8. They Create Dependency

The goal of any government welfare program should be to get people back on their feet, not to keep them in poverty and hunger. Current food stamp programs have little work required as a condition of assistance, encouraging the relatively well off to freeload off the system and those in need to remain in poverty. 

9. They Have Become a Burden on Taxpayers 

While a large share of the rise in food stamp enrollment is due to our economic downturn, over-active advertising and loosening of eligibility requirements have permanently (unless reformed) enlarged food stamp programs. The CBO projects that by 2022, 34 million people will be enrolled in SNAP and expenditures will total $73 billion, much higher than $19.8 billion spent in 2000. 

10. They Should Be Handled by States 

Currently, SNAP’s funding comes completely from the federal government, encouraging states to enroll as many people as possible. In fact, in the states’ view, there is little or no problem if food stamps are being abused; it is not “their” problem.
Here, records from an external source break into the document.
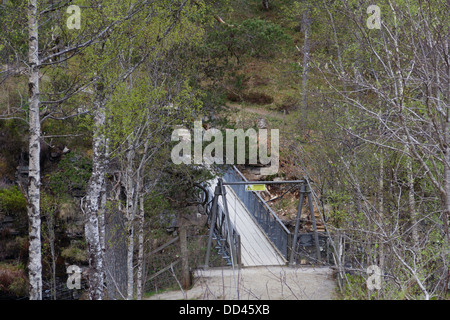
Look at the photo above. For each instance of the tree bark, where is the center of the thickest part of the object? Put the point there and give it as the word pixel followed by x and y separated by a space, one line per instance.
pixel 140 263
pixel 93 198
pixel 306 48
pixel 34 175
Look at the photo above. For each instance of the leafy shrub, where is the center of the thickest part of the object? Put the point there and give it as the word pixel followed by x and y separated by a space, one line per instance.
pixel 12 201
pixel 72 174
pixel 75 253
pixel 13 280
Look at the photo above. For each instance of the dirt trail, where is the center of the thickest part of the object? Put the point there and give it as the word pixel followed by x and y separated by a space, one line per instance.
pixel 266 283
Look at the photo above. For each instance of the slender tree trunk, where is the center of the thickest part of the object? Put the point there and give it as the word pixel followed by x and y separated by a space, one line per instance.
pixel 93 198
pixel 306 48
pixel 130 214
pixel 140 271
pixel 34 175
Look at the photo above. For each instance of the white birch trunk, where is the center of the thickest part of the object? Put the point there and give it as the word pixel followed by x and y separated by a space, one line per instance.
pixel 140 270
pixel 92 205
pixel 130 214
pixel 34 175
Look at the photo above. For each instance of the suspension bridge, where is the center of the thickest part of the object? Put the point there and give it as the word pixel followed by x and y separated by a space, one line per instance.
pixel 245 230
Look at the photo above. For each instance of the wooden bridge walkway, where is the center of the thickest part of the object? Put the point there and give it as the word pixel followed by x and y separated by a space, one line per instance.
pixel 256 248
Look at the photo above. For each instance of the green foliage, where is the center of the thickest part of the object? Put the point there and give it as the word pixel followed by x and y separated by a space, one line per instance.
pixel 75 253
pixel 73 172
pixel 13 279
pixel 12 201
pixel 253 37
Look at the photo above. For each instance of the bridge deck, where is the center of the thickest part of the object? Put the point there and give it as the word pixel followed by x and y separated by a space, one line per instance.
pixel 256 248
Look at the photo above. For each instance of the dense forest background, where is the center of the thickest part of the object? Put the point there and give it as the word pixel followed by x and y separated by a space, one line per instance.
pixel 87 113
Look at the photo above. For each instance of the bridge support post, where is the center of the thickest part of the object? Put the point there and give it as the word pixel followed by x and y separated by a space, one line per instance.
pixel 304 189
pixel 214 208
pixel 297 225
pixel 229 228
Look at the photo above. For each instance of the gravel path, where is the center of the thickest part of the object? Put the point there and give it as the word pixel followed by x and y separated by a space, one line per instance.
pixel 254 283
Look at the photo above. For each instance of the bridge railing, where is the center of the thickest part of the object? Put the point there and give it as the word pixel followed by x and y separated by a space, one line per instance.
pixel 221 232
pixel 266 218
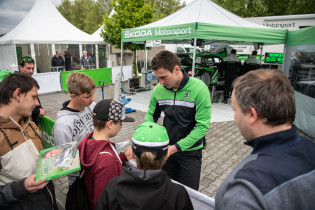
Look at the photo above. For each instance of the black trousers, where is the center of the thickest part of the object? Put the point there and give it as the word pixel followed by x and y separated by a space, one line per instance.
pixel 228 87
pixel 185 167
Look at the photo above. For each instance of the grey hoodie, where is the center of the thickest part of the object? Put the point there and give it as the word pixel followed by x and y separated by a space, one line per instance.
pixel 72 125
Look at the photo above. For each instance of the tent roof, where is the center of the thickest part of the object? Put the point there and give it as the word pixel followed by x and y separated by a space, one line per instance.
pixel 44 24
pixel 205 20
pixel 301 37
pixel 97 33
pixel 203 11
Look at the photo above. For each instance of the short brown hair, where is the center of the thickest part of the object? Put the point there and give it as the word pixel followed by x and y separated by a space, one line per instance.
pixel 100 124
pixel 79 83
pixel 13 82
pixel 147 161
pixel 165 59
pixel 269 92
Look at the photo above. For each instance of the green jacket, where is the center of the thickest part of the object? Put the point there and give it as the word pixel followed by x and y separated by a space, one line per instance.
pixel 187 112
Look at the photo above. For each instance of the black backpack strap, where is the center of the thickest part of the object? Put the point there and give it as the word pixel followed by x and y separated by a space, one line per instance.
pixel 9 142
pixel 36 134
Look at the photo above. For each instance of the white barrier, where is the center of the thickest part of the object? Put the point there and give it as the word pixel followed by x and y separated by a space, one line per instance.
pixel 48 82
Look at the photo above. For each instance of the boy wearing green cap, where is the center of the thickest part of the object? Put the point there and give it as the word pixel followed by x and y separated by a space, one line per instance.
pixel 98 155
pixel 147 186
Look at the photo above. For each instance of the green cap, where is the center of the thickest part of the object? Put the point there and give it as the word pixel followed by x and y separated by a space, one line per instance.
pixel 150 137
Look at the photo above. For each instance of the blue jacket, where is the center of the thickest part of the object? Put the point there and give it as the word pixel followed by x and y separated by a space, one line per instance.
pixel 278 174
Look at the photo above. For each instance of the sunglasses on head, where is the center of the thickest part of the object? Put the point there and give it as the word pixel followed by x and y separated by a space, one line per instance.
pixel 27 60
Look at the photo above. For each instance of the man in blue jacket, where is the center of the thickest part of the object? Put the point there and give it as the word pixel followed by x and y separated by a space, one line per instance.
pixel 280 171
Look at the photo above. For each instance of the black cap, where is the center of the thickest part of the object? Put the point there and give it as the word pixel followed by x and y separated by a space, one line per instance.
pixel 109 109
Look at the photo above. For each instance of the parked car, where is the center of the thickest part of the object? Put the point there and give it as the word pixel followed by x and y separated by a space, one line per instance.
pixel 207 67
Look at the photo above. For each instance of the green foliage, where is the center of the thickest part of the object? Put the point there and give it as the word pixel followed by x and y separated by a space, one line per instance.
pixel 128 14
pixel 162 8
pixel 86 15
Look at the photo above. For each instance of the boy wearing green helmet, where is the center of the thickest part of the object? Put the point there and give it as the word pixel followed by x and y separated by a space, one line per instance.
pixel 147 186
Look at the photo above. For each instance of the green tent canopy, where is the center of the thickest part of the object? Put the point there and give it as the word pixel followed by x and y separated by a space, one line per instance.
pixel 203 19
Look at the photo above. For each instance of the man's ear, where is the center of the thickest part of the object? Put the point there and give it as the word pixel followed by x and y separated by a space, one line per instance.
pixel 177 69
pixel 109 124
pixel 253 115
pixel 16 94
pixel 72 96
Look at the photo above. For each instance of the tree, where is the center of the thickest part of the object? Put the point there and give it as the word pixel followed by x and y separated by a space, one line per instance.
pixel 128 14
pixel 162 8
pixel 87 15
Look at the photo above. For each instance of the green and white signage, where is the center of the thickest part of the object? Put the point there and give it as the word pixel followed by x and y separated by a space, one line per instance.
pixel 184 31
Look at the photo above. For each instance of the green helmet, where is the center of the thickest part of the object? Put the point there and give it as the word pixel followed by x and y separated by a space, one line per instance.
pixel 150 137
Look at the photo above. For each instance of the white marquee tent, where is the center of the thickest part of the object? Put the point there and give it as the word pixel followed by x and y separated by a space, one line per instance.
pixel 43 25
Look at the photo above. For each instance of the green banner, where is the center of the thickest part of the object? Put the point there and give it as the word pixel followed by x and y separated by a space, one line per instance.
pixel 241 34
pixel 45 126
pixel 96 74
pixel 183 31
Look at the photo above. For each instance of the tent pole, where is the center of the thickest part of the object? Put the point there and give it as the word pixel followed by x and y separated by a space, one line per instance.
pixel 15 55
pixel 261 53
pixel 121 68
pixel 97 58
pixel 146 59
pixel 194 58
pixel 80 51
pixel 33 56
pixel 53 49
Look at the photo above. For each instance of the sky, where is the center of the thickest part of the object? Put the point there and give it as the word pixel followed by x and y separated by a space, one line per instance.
pixel 13 11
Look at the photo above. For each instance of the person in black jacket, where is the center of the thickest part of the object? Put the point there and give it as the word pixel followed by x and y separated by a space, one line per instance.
pixel 57 61
pixel 280 171
pixel 27 66
pixel 20 145
pixel 147 186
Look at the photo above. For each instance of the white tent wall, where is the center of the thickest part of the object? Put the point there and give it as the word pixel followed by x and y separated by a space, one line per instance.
pixel 43 25
pixel 6 52
pixel 43 54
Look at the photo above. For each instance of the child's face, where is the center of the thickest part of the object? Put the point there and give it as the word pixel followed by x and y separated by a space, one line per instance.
pixel 85 99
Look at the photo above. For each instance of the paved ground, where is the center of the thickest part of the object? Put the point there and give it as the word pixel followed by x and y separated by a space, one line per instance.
pixel 224 150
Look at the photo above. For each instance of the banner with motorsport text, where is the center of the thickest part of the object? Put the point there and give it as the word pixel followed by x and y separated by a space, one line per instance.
pixel 45 126
pixel 182 31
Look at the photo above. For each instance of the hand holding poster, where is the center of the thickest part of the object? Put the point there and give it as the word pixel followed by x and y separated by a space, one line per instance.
pixel 58 161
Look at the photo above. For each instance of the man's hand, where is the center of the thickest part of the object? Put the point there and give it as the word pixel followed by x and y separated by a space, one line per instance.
pixel 42 112
pixel 171 150
pixel 32 186
pixel 129 153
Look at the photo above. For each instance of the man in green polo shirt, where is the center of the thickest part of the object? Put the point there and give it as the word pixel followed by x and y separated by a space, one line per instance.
pixel 186 104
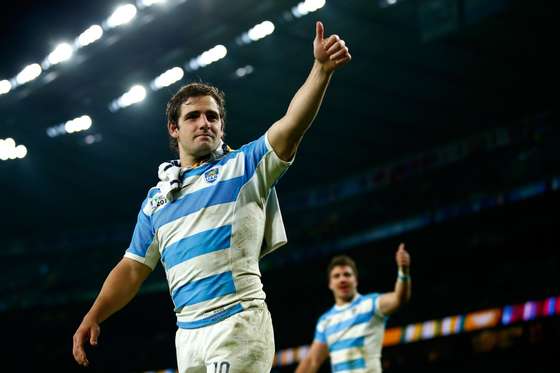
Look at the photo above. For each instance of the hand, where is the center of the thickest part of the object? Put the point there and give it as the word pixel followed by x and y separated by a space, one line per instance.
pixel 87 330
pixel 331 52
pixel 402 257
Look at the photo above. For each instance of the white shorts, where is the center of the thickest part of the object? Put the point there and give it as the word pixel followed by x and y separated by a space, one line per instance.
pixel 242 343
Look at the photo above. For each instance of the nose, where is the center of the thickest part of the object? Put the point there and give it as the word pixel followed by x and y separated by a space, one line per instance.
pixel 204 122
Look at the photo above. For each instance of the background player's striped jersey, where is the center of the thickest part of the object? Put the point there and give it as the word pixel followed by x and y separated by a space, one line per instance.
pixel 353 334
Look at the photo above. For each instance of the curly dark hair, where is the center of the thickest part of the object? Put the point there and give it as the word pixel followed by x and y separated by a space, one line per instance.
pixel 173 109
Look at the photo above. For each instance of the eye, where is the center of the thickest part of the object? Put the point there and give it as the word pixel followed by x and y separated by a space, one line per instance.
pixel 212 117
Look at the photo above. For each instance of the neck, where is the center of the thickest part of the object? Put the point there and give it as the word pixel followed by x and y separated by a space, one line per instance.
pixel 339 301
pixel 192 161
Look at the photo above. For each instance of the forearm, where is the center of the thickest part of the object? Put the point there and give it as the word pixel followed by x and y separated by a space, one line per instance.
pixel 306 366
pixel 306 102
pixel 120 286
pixel 403 285
pixel 286 134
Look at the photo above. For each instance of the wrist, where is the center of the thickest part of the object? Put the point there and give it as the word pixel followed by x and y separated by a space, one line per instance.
pixel 403 274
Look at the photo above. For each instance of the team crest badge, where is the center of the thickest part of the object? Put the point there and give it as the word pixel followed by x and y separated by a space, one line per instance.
pixel 212 175
pixel 157 201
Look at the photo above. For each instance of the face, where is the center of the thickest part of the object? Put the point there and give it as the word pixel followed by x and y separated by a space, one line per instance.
pixel 343 283
pixel 199 128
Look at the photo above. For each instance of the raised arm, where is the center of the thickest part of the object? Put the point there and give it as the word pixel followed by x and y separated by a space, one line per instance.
pixel 330 53
pixel 120 286
pixel 317 354
pixel 390 302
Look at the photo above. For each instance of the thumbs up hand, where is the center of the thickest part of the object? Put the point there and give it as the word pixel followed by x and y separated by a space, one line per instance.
pixel 330 52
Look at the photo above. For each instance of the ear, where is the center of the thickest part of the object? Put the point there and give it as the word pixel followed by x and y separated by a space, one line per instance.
pixel 173 129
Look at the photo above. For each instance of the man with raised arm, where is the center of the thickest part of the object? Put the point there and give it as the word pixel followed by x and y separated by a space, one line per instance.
pixel 351 332
pixel 211 217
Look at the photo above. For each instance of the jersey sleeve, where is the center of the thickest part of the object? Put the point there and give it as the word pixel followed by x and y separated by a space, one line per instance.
pixel 263 163
pixel 320 335
pixel 376 311
pixel 144 246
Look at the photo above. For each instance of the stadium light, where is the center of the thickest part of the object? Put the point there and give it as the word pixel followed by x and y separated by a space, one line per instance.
pixel 89 36
pixel 208 57
pixel 5 86
pixel 29 73
pixel 122 15
pixel 9 150
pixel 306 7
pixel 61 53
pixel 167 78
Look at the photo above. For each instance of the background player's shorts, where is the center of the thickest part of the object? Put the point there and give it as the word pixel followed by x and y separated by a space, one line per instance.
pixel 242 343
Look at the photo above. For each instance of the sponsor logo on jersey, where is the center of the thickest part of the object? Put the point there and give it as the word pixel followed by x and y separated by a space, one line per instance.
pixel 212 175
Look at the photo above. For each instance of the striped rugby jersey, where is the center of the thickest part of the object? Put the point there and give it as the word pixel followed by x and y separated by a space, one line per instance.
pixel 209 237
pixel 353 334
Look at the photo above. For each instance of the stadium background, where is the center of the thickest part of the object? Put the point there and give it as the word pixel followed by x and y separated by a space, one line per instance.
pixel 441 133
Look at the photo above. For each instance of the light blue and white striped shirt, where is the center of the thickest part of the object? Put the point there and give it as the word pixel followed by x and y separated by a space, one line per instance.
pixel 209 237
pixel 353 334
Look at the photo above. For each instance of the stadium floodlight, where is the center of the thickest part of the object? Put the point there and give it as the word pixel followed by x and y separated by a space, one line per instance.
pixel 244 71
pixel 9 150
pixel 148 3
pixel 122 15
pixel 20 151
pixel 208 57
pixel 90 35
pixel 5 86
pixel 78 124
pixel 261 30
pixel 29 73
pixel 167 78
pixel 307 7
pixel 61 53
pixel 135 94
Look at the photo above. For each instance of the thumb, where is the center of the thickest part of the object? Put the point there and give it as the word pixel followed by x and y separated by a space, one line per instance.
pixel 93 336
pixel 319 31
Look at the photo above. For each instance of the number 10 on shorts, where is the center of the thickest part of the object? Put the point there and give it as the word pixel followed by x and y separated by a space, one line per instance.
pixel 221 367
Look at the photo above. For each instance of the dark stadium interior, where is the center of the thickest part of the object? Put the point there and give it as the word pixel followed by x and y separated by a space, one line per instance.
pixel 441 133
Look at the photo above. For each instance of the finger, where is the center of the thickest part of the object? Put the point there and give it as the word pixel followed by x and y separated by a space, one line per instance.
pixel 94 334
pixel 319 31
pixel 343 61
pixel 327 43
pixel 80 355
pixel 336 46
pixel 340 54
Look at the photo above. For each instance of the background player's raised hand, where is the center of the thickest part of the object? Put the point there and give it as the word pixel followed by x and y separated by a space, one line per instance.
pixel 330 52
pixel 88 332
pixel 402 257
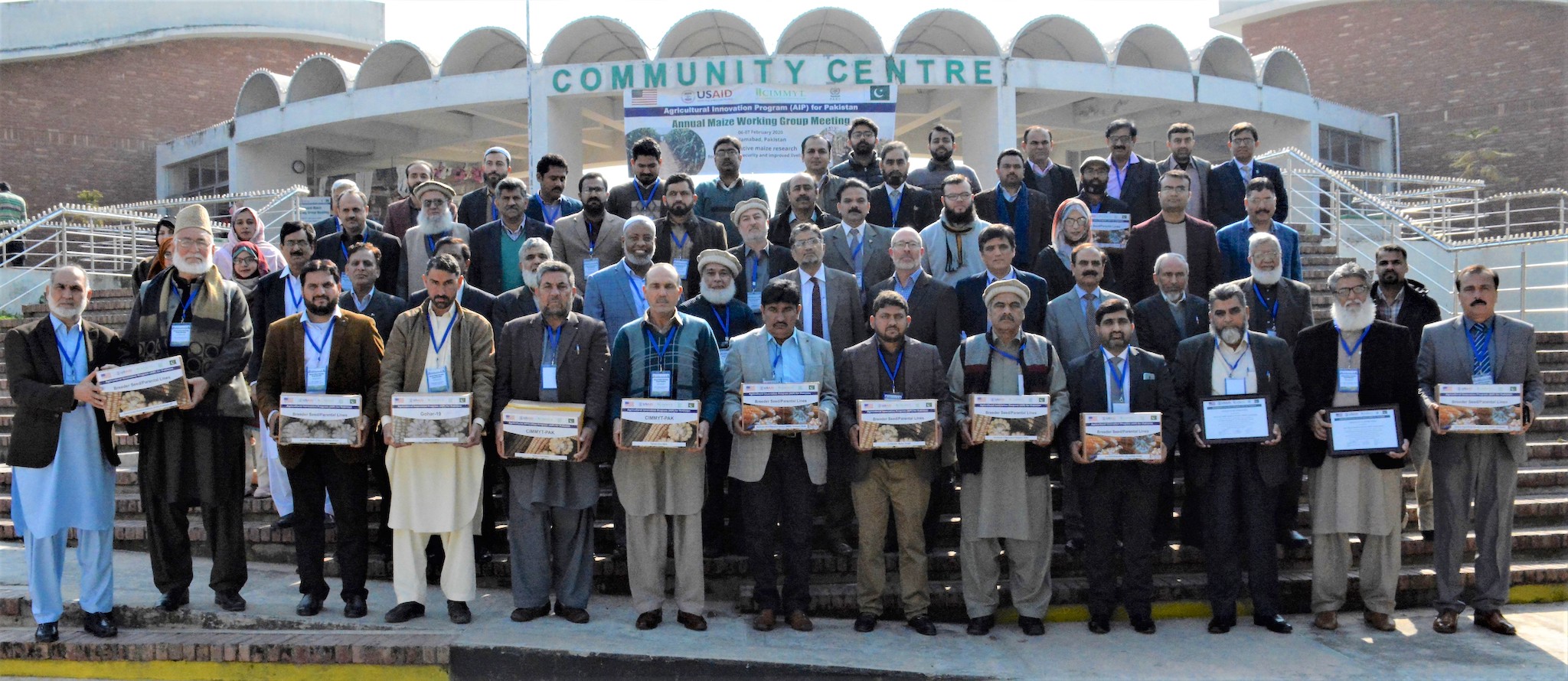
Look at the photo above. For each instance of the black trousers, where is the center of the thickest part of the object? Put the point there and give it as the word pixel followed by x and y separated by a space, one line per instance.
pixel 1239 509
pixel 322 473
pixel 1119 506
pixel 170 543
pixel 782 503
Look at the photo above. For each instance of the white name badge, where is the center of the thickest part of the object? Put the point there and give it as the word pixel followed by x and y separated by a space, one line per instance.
pixel 181 335
pixel 436 381
pixel 659 384
pixel 315 381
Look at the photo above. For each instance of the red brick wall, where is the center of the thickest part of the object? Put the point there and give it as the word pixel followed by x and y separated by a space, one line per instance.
pixel 1445 68
pixel 93 121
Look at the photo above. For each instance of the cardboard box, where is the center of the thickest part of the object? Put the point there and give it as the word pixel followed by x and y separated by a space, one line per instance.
pixel 145 387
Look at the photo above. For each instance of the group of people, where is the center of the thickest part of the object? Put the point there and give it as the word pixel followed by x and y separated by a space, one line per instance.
pixel 872 281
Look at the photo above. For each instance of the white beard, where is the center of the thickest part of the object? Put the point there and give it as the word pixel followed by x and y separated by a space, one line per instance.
pixel 719 296
pixel 1354 320
pixel 1267 278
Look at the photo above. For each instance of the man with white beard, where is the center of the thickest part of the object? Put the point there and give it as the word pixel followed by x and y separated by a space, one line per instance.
pixel 435 223
pixel 730 318
pixel 1355 494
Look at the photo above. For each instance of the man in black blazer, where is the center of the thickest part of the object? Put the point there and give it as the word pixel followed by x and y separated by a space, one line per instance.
pixel 1014 204
pixel 354 230
pixel 998 251
pixel 916 206
pixel 1228 181
pixel 1120 498
pixel 492 240
pixel 1237 483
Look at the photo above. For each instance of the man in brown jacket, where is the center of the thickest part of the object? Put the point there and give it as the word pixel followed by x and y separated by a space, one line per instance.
pixel 325 351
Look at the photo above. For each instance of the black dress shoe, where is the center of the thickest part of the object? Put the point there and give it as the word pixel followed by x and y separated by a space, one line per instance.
pixel 459 613
pixel 981 625
pixel 354 608
pixel 405 611
pixel 866 622
pixel 231 601
pixel 173 600
pixel 1274 624
pixel 100 625
pixel 309 604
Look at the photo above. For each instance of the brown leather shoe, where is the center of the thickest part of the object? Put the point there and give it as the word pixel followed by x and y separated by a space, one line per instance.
pixel 1377 621
pixel 1494 622
pixel 764 621
pixel 692 622
pixel 799 622
pixel 1327 621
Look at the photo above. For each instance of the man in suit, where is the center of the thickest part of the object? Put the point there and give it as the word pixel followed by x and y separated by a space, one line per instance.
pixel 896 202
pixel 1171 232
pixel 1014 204
pixel 643 193
pixel 1120 498
pixel 1180 140
pixel 778 473
pixel 556 356
pixel 589 240
pixel 893 365
pixel 479 206
pixel 63 462
pixel 921 292
pixel 1043 174
pixel 803 206
pixel 998 251
pixel 760 257
pixel 855 245
pixel 682 235
pixel 1132 178
pixel 353 230
pixel 498 245
pixel 325 351
pixel 815 151
pixel 1355 494
pixel 1239 483
pixel 1478 347
pixel 1230 182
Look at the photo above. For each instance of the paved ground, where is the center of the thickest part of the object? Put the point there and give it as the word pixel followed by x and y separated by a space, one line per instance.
pixel 1181 649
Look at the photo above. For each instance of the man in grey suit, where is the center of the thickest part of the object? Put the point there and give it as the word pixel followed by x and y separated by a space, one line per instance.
pixel 857 246
pixel 778 473
pixel 1479 347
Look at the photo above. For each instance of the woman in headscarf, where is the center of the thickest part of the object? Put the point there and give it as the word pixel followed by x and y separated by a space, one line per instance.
pixel 245 227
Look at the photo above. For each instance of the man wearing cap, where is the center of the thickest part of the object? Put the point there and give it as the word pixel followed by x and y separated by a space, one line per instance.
pixel 730 318
pixel 479 206
pixel 194 455
pixel 435 223
pixel 1005 484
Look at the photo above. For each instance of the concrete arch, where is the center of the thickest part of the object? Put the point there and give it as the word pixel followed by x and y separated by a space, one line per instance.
pixel 710 33
pixel 595 40
pixel 946 31
pixel 1152 47
pixel 320 76
pixel 263 90
pixel 1057 38
pixel 390 63
pixel 830 31
pixel 485 49
pixel 1280 68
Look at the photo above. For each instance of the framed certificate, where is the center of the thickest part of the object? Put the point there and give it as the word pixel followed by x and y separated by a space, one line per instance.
pixel 1358 431
pixel 1234 419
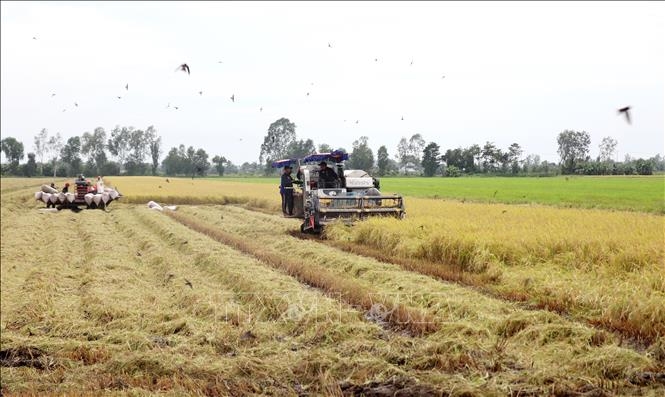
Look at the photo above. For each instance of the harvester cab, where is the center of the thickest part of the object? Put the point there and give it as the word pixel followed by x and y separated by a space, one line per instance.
pixel 353 195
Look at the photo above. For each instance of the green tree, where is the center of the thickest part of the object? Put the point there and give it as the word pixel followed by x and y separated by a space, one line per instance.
pixel 281 134
pixel 513 157
pixel 361 157
pixel 300 148
pixel 607 148
pixel 431 157
pixel 70 155
pixel 382 160
pixel 93 145
pixel 30 168
pixel 325 148
pixel 573 149
pixel 41 148
pixel 119 144
pixel 219 162
pixel 403 152
pixel 13 150
pixel 54 148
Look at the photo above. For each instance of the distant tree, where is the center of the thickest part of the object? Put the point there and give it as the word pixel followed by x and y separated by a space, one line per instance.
pixel 300 148
pixel 382 160
pixel 474 152
pixel 154 146
pixel 41 148
pixel 54 148
pixel 607 148
pixel 431 157
pixel 325 148
pixel 361 157
pixel 219 162
pixel 94 146
pixel 13 150
pixel 513 157
pixel 172 163
pixel 491 157
pixel 416 147
pixel 281 134
pixel 119 144
pixel 70 155
pixel 403 153
pixel 573 149
pixel 30 168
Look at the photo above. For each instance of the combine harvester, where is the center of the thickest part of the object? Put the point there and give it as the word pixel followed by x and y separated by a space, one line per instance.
pixel 92 197
pixel 355 196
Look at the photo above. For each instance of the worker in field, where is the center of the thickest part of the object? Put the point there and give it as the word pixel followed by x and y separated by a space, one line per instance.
pixel 328 178
pixel 286 190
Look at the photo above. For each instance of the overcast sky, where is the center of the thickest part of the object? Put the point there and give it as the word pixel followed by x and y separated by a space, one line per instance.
pixel 514 72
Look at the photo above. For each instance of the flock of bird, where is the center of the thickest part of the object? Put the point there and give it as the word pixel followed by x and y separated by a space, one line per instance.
pixel 185 68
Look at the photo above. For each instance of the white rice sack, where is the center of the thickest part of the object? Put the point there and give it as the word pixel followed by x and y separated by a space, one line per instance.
pixel 48 189
pixel 154 206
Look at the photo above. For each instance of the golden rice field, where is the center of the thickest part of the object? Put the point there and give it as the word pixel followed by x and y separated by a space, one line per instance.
pixel 224 297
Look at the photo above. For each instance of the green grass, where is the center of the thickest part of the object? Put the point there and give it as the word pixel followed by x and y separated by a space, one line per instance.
pixel 634 193
pixel 623 193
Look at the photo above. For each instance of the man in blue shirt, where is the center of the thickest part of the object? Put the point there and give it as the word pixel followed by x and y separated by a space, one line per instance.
pixel 286 190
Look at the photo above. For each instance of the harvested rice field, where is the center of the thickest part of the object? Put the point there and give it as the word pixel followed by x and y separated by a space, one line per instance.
pixel 224 296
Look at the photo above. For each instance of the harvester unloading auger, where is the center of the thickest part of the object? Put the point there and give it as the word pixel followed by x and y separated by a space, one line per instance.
pixel 354 196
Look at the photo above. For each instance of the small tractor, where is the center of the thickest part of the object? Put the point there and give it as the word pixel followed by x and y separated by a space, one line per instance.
pixel 91 196
pixel 354 196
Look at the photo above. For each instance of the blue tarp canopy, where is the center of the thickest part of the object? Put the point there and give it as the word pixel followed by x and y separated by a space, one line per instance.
pixel 336 156
pixel 283 163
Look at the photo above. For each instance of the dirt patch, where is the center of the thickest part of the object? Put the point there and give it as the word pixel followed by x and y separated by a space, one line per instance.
pixel 394 387
pixel 26 357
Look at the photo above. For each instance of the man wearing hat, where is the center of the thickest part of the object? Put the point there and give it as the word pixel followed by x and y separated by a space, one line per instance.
pixel 286 190
pixel 327 176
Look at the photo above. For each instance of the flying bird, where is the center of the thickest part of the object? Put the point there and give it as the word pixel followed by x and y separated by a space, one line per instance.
pixel 183 67
pixel 626 112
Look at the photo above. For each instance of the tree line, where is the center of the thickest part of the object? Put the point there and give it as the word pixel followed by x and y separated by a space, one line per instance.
pixel 131 151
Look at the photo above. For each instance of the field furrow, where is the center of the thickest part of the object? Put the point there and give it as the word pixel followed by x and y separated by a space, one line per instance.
pixel 545 343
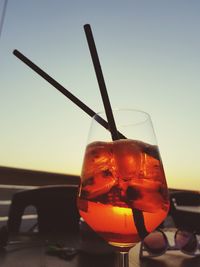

This only leads to increasing costs.  States can also use what’s called “categorical eligibility” for SNAP in which they determine eligibility not on the program’s income or asset limitations but on individual’s participation in other welfare assistance programs. This usually leads to relaxed standards.  Sending the money directly to states as block-grants would give states more flexibility and encourage them to minimize cost and maximize effectiveness, as proven by the successful welfare reforms of the 1990s.